The social media highway has become a treacherous place for business owners and employees if they don't navigate their posting in the right way and adopt certain etiquette. Having a social media policy isn't enough - educate your employees (including the Board!)

Many companies assume if they tick the legal and/ or HR boxes of having a social media policy, that this is all they need to mitigate the risk of social media fall-out.  Even if employees have more than a cursory glance at the policy in the onboarding stage, a list of do's and don'ts - without some interactive training - will have little or no impact to minimise the potential risk. Staff need to realise that what they say can leave a long-lasting digital trail and tarnish the reputation of the business and possible customer/client fall-out. They need to understand the nuances of language and what not to say as much as what to say. Consider getting staff to embrace the policy by participating in a training session, which analyses and debates the past social media debacles of other business folk (as well as celebrities) to assess what was ‘wrong' with the post. 

The blurry lines of personal brand and professional brand

People posting on the personal social media accounts, even with words of ‘views are entirely my own' won't avert a reputation fall-out. A few years ago, I was called up to manage a crisis which had arisen because a partner in a UK professional services firm, whilst at home and outside work hours, had posted some inflammatory words to a well-known UK  personality.

Although he posted them on his personal X (formerly Twitter) account, at the core, he was still a senior executive of a UK business and his shooting from the hip comment had immediate knock-on effect to the firm's reputation and possible client fall-out. Luckily, with around the clock crisis management one weekend, we shut everything down. But to avoid situations like that, staff have to understand the critical issue about the blurry lines of personal and professional social media posts and the impact on the company's reputation and possible repercussions.

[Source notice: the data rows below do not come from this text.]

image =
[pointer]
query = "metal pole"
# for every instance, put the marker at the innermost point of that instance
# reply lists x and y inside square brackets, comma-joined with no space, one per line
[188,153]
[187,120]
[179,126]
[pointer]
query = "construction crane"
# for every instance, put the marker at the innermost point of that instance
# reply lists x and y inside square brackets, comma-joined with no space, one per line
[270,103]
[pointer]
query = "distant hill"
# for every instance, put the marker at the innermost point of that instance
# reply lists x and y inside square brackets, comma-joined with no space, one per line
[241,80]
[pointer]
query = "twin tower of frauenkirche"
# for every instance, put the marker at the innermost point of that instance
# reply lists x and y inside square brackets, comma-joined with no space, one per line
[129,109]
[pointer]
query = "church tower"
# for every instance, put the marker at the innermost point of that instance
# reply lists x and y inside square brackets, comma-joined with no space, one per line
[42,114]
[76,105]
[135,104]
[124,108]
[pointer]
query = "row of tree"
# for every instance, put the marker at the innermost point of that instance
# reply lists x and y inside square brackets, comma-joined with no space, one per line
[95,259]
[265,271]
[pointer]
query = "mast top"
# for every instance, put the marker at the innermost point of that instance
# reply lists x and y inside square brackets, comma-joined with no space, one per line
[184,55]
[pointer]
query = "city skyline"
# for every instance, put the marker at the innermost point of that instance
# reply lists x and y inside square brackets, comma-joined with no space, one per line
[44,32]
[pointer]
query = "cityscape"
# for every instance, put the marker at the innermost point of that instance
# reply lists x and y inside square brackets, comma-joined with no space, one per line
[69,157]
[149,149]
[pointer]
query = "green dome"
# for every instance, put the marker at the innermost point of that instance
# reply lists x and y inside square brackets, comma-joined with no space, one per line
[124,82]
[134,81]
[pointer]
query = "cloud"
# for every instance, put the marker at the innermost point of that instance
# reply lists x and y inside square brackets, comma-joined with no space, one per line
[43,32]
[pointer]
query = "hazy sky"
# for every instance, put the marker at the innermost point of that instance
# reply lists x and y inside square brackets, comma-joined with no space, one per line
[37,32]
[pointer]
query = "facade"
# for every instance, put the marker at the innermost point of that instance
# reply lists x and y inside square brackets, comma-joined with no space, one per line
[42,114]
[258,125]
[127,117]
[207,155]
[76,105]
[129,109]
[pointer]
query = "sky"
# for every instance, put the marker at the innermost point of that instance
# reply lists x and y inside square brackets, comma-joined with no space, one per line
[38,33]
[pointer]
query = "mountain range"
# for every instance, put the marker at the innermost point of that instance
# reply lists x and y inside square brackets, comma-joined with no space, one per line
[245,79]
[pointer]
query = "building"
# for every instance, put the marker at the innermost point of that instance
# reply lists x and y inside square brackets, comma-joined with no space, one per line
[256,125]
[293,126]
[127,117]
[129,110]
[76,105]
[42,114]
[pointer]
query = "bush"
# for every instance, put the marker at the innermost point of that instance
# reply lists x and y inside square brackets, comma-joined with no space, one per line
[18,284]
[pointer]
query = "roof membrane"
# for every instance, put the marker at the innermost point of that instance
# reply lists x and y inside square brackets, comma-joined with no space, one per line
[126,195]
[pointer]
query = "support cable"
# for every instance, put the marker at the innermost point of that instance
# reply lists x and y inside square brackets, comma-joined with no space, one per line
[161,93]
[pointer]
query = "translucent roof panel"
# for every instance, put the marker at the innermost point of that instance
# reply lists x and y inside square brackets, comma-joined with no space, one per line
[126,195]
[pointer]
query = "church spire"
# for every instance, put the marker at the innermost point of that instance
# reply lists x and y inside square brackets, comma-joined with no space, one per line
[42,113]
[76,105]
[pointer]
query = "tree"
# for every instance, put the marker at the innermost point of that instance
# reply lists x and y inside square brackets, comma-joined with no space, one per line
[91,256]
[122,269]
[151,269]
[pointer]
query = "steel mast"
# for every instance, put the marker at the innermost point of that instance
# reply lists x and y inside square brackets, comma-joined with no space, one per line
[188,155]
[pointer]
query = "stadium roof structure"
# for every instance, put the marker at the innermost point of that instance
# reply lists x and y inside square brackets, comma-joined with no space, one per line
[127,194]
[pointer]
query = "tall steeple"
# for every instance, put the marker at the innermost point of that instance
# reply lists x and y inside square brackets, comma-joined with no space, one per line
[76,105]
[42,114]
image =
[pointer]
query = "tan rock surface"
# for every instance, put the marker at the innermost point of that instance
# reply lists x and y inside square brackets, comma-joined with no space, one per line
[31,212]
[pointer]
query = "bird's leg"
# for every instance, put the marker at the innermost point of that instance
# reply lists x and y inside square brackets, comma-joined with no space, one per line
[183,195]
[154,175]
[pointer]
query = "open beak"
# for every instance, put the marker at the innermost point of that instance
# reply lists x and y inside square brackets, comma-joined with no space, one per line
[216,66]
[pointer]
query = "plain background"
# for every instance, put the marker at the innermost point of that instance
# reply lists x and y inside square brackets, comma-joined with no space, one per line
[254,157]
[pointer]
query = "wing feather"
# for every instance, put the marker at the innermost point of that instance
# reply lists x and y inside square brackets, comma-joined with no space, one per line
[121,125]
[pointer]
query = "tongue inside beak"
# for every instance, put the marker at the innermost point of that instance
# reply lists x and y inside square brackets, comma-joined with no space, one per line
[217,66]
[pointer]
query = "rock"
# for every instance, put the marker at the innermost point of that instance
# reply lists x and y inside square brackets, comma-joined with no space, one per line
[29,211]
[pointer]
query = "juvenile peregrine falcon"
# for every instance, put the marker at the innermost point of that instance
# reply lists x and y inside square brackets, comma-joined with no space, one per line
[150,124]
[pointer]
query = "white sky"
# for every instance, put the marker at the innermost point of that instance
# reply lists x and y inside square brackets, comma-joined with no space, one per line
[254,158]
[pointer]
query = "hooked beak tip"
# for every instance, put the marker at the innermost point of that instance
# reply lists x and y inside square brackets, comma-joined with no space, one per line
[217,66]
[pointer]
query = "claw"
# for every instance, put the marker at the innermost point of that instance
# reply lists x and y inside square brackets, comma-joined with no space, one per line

Protected characteristics and where the law steps in

Under the Equality Act 2010, it is against the law to discriminate against someone because of a protected characteristic. Put simply in non-legal terms, avoid at all costs, posting anything on social media which could incite discrimination or hatred about age, disability, gender, gender reassignment and sexual orientation, marriage and civil partnership, pregnancy, race, religion. A charity chief lost her job because of her posts of hatred against the young Royal Family. A marketing executive lost her job because her post whilst on a trip to Africa went viral and was deemed racist. Social media platforms should not be a forum to vent anger or frustration about politics, religious, social or cultural issues. 

Avoid rising to the bait.

There are trolls aplenty on the social media highway, some who are paid by competitive businesses to target individuals in other organisations and orchestrate a public fight. Avoid rising to the bait - some people post provocative comments to raise their profile, so don't be lured to take part in their publicity-seeking exercise.

Lost in translation - tone of voice and humour/dry comments

Whilst a fleeting comment on the phone or in person can be generally be understood to not be taken literally, because the tone of voice is evident, this is what social media lack and all too often a post, without the voice, can be misinterpreted. Leave the comedy to the professionals in the arenas. What one person finds innocuous or ‘simply a joke', may cause great offence to someone else or a larger group of people.  And the fall-out won't be a laughing matter.